# Demanda de transporte

## `Auxiliar: Redes neuronales artificiales`

**Junio 2024**<br>
**Gabriel Nova & Sander van Cranenburgh** <br>
**G.N.Nova@tudelft.nl** <br>

### `Application: Estimating the Value of Travel Time`

In this lab session, we will investigate the "Value of Travel Time" (VTT) distribution. The VTT of a traveller reflects the amount of money the traveller is **willing to pay** to reduce their travel time. The VTT is used to determine the benefits of new infrastructure projects. As travel time savings are the dominant and most salient benefits of new infrastructure, accurate inference of the distribution of the VTT is crucial for a rigorous underpinning of policy decisions. <br>

During this lab, we will apply Mixed Logit choice models. We aim to uncover how tastes for travel time and travel cost are distributed in the population. Most of the analyses in this lab session are carried out in the so-called willingness-to-pay space. Willingness-to-pay space facilitates the inference of the VTT distribution.<br>

For this study, we will use Stated Choice (SC) data (`Norway_VTT_2009.csv`) collected in 2009 to compute the Norwegian VTT. In this SC experiment, respondents faced nine choice tasks involving two alternatives and two attributes (travel cost and travel time). The data set consists of 5,832 participants, resulting in a total of 52,488 choice observations.

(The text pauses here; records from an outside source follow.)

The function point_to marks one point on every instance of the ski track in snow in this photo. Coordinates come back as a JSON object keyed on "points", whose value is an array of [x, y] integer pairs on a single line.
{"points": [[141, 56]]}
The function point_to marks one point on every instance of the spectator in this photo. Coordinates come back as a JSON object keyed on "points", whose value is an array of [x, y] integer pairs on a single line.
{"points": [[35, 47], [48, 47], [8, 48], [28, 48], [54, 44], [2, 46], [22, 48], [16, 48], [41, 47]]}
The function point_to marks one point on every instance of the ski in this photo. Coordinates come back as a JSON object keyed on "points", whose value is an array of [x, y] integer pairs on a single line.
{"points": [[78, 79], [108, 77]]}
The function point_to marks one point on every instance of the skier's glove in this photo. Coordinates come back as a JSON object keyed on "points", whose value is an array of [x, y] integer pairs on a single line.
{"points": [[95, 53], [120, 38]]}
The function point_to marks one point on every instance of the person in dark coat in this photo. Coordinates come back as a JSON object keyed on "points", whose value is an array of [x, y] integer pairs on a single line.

The figure below shows one of the choice tasks (note that for the purposes of illustration we converted the currency unit (Kronor) into euros).

![SC](data/sc_experiment.png)

**`Learning objectives lab session 02B`**

After completing the following exercises, you will be able to:
* Estimate Mixed Logit models that account for panel data
* Discuss the impact of the number of draws on the modelling outcomes


**`This lab consists of 2 parts and has 2 exercises`**

**Part 1**: The Panel Mixed Logit model

- Exercise 1: "Panel ML model with log-normally distributed VTT"

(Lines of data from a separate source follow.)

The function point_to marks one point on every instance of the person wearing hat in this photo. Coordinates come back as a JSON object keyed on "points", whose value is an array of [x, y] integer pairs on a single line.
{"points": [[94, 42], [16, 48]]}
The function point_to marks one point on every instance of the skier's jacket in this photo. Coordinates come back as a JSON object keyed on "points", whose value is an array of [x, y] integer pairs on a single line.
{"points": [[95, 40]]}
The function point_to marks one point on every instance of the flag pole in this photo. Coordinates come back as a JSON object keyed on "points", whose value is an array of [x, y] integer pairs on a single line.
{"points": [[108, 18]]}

**Part 2**: Impact of the number of draws on modelling outcomes

- Exercise 2: "Impact of the number of draws"



### `Import packages`

To begin, we will import all the libraries that we will use in this lab.

In [1]:
# Biogeme
import biogeme.database as db
import biogeme.biogeme as bio
import biogeme.biogeme_logging as blog
from biogeme import models
from biogeme.expressions import Beta, Variable, bioDraws, log, MonteCarlo, exp, bioMultSum, exp


# General packages
import pandas as pd
import numpy as np
import matplotlib.pyplot as plt 
import time
from pathlib import Path
from scipy.stats import norm, lognorm

# Pandas setting to show all columns when displaying a pandas dataframe
pd.set_option('display.max_columns', None)

We invoke a so-called `logger` which enables us to see the progress during estimation.<br>

In [None]:
# Initialize the logger, if it has not been initialized yet
try:
    logger
except NameError:    
    logger = blog.get_screen_logger(level=blog.INFO)
    print('Logger has been initialised')

## `1. Load and explore the data set` <br>

We will use the same data set as in lab session 2A. So,we load the data and process it similarly as in lab session 2A.

In [3]:
# 1. Load the data set
data_path = Path('data/Norway_VTT_2009.csv')
df = pd.read_table(data_path, sep=',')

In [4]:
# 1. Keep only entries purpose == 5 (Long distance trips) & Mode == 1 (Car)
df = df.loc[(df['Purpose'] == 5) & (df['Mode'] == 1)]

In [5]:
# 2. Convert the monetary unit to euros
NOK2euro_exchange_rate = 9
df[['CostL','CostR']] = df[['CostL','CostR']] .div(NOK2euro_exchange_rate)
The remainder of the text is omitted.